Re: High-level overview of Cocoa - thoughts from a newbie
Re: High-level overview of Cocoa - thoughts from a newbie
- Subject: Re: High-level overview of Cocoa - thoughts from a newbie
- From: Carlos Weber <email@hidden>
- Date: Mon, 12 Nov 2001 21:11:36 -1000
On Monday, November 12, 2001, at 08:15 , Mario Diana wrote:
The big difference that any new book should have would be the approach.
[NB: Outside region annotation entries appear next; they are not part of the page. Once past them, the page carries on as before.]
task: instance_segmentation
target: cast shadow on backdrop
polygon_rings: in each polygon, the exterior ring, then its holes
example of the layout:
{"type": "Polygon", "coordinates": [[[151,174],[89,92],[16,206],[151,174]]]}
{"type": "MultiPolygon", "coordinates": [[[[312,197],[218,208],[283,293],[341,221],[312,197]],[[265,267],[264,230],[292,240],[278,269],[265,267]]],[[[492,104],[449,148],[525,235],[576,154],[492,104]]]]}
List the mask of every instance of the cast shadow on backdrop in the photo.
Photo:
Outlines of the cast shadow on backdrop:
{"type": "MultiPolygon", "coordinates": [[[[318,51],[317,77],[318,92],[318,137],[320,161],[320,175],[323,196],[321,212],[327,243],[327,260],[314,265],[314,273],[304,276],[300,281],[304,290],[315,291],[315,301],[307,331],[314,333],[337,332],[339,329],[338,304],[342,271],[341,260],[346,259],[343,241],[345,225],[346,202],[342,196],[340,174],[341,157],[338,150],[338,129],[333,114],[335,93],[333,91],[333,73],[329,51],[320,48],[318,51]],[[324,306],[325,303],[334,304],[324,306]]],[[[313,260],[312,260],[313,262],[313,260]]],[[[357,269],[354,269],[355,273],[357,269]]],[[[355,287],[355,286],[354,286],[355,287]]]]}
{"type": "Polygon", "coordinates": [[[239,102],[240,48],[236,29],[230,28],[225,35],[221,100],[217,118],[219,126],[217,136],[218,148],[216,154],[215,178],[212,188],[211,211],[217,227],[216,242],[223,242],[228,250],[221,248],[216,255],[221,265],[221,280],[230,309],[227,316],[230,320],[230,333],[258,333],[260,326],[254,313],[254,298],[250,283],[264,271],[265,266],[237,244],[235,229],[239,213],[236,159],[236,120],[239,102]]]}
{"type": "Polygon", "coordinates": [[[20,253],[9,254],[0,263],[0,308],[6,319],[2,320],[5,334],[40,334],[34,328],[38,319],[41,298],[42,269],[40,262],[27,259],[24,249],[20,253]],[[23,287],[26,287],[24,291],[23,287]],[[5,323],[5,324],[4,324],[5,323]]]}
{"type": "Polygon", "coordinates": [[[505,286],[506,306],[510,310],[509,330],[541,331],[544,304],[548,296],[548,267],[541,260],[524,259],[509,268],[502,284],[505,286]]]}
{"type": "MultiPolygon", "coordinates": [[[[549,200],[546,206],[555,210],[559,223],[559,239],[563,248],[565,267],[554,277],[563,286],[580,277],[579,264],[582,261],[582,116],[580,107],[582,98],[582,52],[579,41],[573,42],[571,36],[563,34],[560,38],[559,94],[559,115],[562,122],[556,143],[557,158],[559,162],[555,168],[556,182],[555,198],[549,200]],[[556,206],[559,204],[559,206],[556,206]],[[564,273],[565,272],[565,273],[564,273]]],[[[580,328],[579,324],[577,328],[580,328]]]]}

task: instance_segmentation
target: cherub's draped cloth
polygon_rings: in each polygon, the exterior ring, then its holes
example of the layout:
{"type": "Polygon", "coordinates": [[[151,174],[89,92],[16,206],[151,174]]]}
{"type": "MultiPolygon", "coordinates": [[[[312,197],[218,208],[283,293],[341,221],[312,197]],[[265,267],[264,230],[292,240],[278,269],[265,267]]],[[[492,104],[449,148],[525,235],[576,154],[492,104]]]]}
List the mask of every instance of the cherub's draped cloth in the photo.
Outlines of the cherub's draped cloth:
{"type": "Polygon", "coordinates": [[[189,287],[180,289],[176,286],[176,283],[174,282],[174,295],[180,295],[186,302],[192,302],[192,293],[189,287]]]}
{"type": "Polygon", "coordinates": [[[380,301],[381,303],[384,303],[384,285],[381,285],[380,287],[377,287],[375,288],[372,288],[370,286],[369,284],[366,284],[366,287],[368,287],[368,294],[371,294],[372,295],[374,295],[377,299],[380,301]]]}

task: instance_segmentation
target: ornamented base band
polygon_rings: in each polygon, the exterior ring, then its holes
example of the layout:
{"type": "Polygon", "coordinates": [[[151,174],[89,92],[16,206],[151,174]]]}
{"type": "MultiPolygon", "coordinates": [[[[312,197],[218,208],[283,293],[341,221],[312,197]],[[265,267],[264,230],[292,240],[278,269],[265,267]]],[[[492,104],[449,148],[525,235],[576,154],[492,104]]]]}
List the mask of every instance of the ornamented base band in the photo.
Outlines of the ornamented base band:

The book should immediately, after a basic syntax introduction, jump
into using the libraries and Interface Builder. Teach a beginner to
construct a simple interface for input and output (a couple of
windows), and then get him or her writing in Objective-C all the
"compute prime numbers" toy programs. While doing this, NSArray,
NSDictionary and all the other data structures and so forth could be
introduced and explored. Along the way, a person could be introduced to
the skills needed to understand how documentation is organized, and how
to use it. (This is a lot less obvious than understanding "index out of
range" errors.)
It's not a book, but the "Vermont Recipes" series of tutorials, written
by Bill Cheeseman and available at www.stepwise.com, comes very close to
filling your prescription. It certainly got me writing Cocoa code faster
than anything else available at the time. Thanks again, Bill!